Je großzügiger die Einrichtungen beim Verteilen von Antibiotika waren, desto mehr Schaden richteten diese bei den Patienten an: Die Wahrscheinlichkeit irgendeines unerwünschten Ereignisses im Zusammenhang mit Antibiotika war in den Heimen mit hohem Verbrauch um 24% höher als bei solchen mit niedrigem Verbrauch. In Ersteren traten antibiotikaassoziierte Durchfälle oder Gastroenteritiden bei 11,6% der Bewohner auf, Infektionen mit resistenten Erregern bei 1,3%, Infektionen mit Clostridium difficile bei 0,9% und Antibiotikaallergien bei 0,1%. Insgesamt lag der Anteil der Schadwirkungen durch Antibiotika bei 13,3% in Heimen mit hohem Verbrauch gegenüber 11,4% in solchen mit niedrigem Verbrauch.

Faktoren, die nach Angaben der Forscher die Vulnerabilität für solche Schäden erhöhten, waren u. a. fortgeschrittenes Alter, Diabetes mellitus, eine periphere Gefäßerkrankung sowie Leber- und Nierenerkrankungen.

Penicillin war in allen Einrichtungen das am häufigsten verabreichte Antibiotikum, mit einem Anteil an sämtlichen Antibiotikaverschreibungen zwischen 32,6% und 33,7%, gefolgt von Fluorchinolonen der zweiten Generation (27,1% bis 31,7%). Einen geringeren Anteil machten Cephalosporine, Nitrofurantoin und Makrolide aus (zwischen 4% und 9%).

Frappierend und auch für Pflegebedürftige in Deutschland relevant ist vor allem ein Ergebnis: In den Heimen, die Antibiotika am großzügigsten einsetzten, zeigten nicht nur Antibiotikanutzer deutlich höhere Raten unerwünschter Ereignisse. Die mit der Therapie assoziierten Gesundheitsschäden waren in solchen Einrichtungen auch bei den Bewohnern signifikant erhöht, die gar keine Antibiotika erhalten hatten (9,9% gegenüber 8,7% in den Heimen mit geringstem Verbrauch).

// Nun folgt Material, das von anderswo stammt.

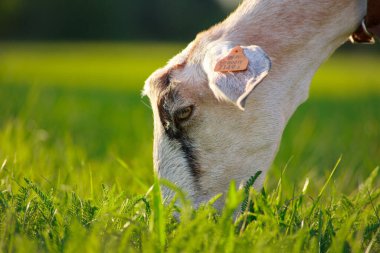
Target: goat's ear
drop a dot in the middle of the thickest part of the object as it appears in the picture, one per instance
(237, 82)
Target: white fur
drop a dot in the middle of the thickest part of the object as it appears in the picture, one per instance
(231, 144)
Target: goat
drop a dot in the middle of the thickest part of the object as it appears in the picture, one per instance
(216, 119)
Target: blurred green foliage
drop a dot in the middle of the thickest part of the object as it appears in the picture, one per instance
(106, 20)
(76, 163)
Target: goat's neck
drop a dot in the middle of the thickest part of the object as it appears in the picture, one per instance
(311, 33)
(282, 27)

Die Forscher erklären dies mit einem gesteigerten Selektionsdruck auf das lokale Mikrobiom: Bei hohem Antibiotikaeinsatz steigt in der ganzen Einrichtung die Rate resistenter Keime; vor allem C. difficile kann sich stark vermehren. Da des Öfteren Patienten aus Pflegeheimen in andere Einrichtungen, z.B. Akutkliniken, verlegt werden, besteht nach Daneman et al. außerdem die Gefahr, dass sich resistente Erreger über die Mauern des Heims hinweg ausbreiten.

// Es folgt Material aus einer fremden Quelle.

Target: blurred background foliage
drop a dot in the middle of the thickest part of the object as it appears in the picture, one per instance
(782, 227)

Die Wissenschaftler um Daneman appellieren an alle Pflegeeinrichtungen, die Prinzipien der Antibiotic Stewardship, also des sorgsamen Umgangs mit Antibiotika, zu befolgen. Die Kernpunkte sind u.a. auf der Seite der CDC (Centers for Disease Control and Prevention) einzusehen. Eine umfassende Anleitung zum rationalen Einsatz von Antibiotika gibt auch eine deutsche S3-Leitlinie.

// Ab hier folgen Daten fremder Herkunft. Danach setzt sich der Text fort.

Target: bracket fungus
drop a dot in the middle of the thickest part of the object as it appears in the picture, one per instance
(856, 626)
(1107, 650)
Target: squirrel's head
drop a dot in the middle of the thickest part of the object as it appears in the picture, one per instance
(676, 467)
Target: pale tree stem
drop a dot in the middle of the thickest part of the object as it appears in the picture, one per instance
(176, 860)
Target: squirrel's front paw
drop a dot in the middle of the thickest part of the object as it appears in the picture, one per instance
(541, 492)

In Deutschland erfolgt die Mehrzahl der Antibiotikaverschreibungen im ambulanten Bereich (85%). Hier war, wie aus einer Studie des Zentralinstituts für die Kassenärztliche Versorgung (ZI) hervorgeht, in den letzten Jahren speziell bei den über 70-Jährigen erfreulicherweise ein Rückgang zu verzeichnen.